4.1. Maria : ou la peur de se perdre

Maria apparaît dans la gare une nuit d'hiver. Elle est avec un groupe d'hommes que nous transportons régulièrement dans les foyers. Ceux-ci nous demandent si nous pouvons obtenir un hébergement pour elle. Elle pleure et nous montre une profonde entaille à vif sur sa main. « Je me suis coupée avec du verre » explique-t-elle. « Je ne sais pas où aller cette nuit ».Nous proposons de l'emmener, dans un premier temps, aux urgences de l'hôpital. D'origine portugaise, elle a 44 ans, des cheveux bruns raides et gras, et sent fortement l'alcool.

Le foyer ou l'impossibilité de vivre avec autrui

La Veille Sociale Téléphonique (la VST) fait son «enquête» afin de lui trouver une place parmi les deux foyers féminins de la région. La standardiste nous informe que Maria a été accueillie pendant plusieurs semaines dans un de ces foyers. L'accueillant du foyer nous précise alors qu'elle a été exclue une semaine en raison de sa conduite violente : agressions verbales contre l’une des accueillantes et bris d’une porte vitrée, claquée violemment sous le coup de la colère. C’est à cette occasion que Maria s’est coupée la main, avant de prendre la fuite et d’errer dans la gare.

Une fois sa main recousue, les urgences de l'hôpital informent la VST, vers 23 heures, que Maria peut repartir.
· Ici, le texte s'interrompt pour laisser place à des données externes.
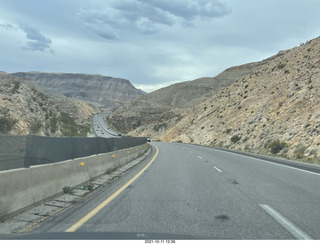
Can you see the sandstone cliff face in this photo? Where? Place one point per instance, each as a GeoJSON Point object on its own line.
{"type": "Point", "coordinates": [27, 109]}
{"type": "Point", "coordinates": [108, 91]}
{"type": "Point", "coordinates": [272, 107]}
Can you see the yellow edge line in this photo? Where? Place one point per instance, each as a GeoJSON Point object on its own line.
{"type": "Point", "coordinates": [78, 224]}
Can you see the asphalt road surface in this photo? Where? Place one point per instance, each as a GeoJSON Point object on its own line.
{"type": "Point", "coordinates": [196, 191]}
L'équipe de la VSM la retrouve assise dans la salle d'attente. Bien qu'elle ne nous connaisse pas, elle nous suit, sans appréhension apparente, vers une destination inconnue d'elle.
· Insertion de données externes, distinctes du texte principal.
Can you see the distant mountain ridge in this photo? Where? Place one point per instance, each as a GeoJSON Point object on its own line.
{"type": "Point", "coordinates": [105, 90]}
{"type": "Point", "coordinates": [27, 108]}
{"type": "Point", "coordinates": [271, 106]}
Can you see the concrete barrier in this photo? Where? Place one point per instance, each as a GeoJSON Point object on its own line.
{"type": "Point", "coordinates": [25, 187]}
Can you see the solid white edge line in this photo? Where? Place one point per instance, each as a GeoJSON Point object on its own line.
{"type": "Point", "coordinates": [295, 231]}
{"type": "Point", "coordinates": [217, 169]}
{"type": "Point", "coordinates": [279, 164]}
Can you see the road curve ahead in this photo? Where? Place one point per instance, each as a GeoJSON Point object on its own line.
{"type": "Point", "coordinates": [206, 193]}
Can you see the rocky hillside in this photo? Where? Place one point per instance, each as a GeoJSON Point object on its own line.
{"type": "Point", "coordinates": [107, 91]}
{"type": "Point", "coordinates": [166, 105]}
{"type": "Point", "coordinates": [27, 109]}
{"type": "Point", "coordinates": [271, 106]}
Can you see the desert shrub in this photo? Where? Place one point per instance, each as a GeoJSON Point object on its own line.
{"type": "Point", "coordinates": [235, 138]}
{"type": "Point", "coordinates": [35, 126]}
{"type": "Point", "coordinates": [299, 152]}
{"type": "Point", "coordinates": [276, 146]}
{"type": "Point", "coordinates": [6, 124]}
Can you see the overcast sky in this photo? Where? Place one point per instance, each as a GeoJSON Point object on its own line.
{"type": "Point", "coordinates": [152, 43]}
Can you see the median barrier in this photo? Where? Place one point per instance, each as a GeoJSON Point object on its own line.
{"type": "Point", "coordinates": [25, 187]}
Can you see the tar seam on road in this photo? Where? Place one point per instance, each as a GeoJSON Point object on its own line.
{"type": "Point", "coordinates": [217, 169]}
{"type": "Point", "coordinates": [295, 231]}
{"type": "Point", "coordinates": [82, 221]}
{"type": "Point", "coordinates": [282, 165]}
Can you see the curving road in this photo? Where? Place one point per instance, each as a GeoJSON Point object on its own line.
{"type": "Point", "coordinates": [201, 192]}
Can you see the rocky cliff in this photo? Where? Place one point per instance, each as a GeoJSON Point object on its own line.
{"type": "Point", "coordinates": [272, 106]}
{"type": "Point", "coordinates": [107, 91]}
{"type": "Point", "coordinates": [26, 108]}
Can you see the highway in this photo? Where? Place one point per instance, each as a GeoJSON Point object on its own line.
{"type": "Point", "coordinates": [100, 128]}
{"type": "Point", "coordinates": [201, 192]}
Maria reste pendant une période de plusieurs semaines dans un nouveau foyer, où elle est «inscrite», ce qui signifie qu’une place lui est réservée et qu’elle n’a plus à se soucier de l’endroit où elle passera la nuit. Elle bénéficie également d'un suivi social. Là, elle peut recevoir de l'aide afin de refaire ses papiers d'identité perdus et être informée sur le «circuit social» de Lyon. Maria devrait, en principe, se rendre par ses propres moyens au foyer à l'heure du dîner. Pendant quelques temps, nous ne la voyons plus en ville, puis elle réapparaît de façon irrégulière. Elle nous dit que parfois elle n’a pas envie de vivre en foyer avec les autres. « Mes pieds et mes chaussures sentent mauvais et ça gêne les autres ». Ces faits semblent être à l'origine de son auto-exclusion du groupe, mais elle en parle comme si elle était spectatrice d’un comportement qui lui échappe. Elle demeure impuissante à remédier à son odeur et à ses actes.

Prendre le train pour ne pas rester seule

Pendant ces périodes où elle ne va pas passer la nuit au foyer, il semblerait que Maria prenne le train. « Je me mets dans un train pour aller n'importe où. Je ne sais pas où vont les trains. Dans la gare, je ne peux pas rester seule la nuit. J'ai peur dans la gare et il fait froid. On peut rencontrer n'importe qui la nuit dans la gare ». Cependant lorsqu'elle ne sait pas où aller, la gare lui fournit «une solution» paradoxale. « Je prends le train » dit-elle. Avec le train elle peut s'échapper. Elle peut partir et revenir. Notons qu'au sein de notre dispositif VSM, nous «baladons» également les gens de lieu en lieu. Rouler d'un lieu à un autre est peut-être similaire au bercement du train. Il est parfois étonnant de constater que certaines personnes, sans savoir où elles vont, se calment une fois prises en main et «logées» dans le véhicule de la V.S.M. Dans les circonstances telles que celles évoquées dans la situation de « transport en commun » (II, ch. 2 :1.1) ce bercement peut fonctionner comme un «holding» pare-excitant ayant un effet auto-calmant.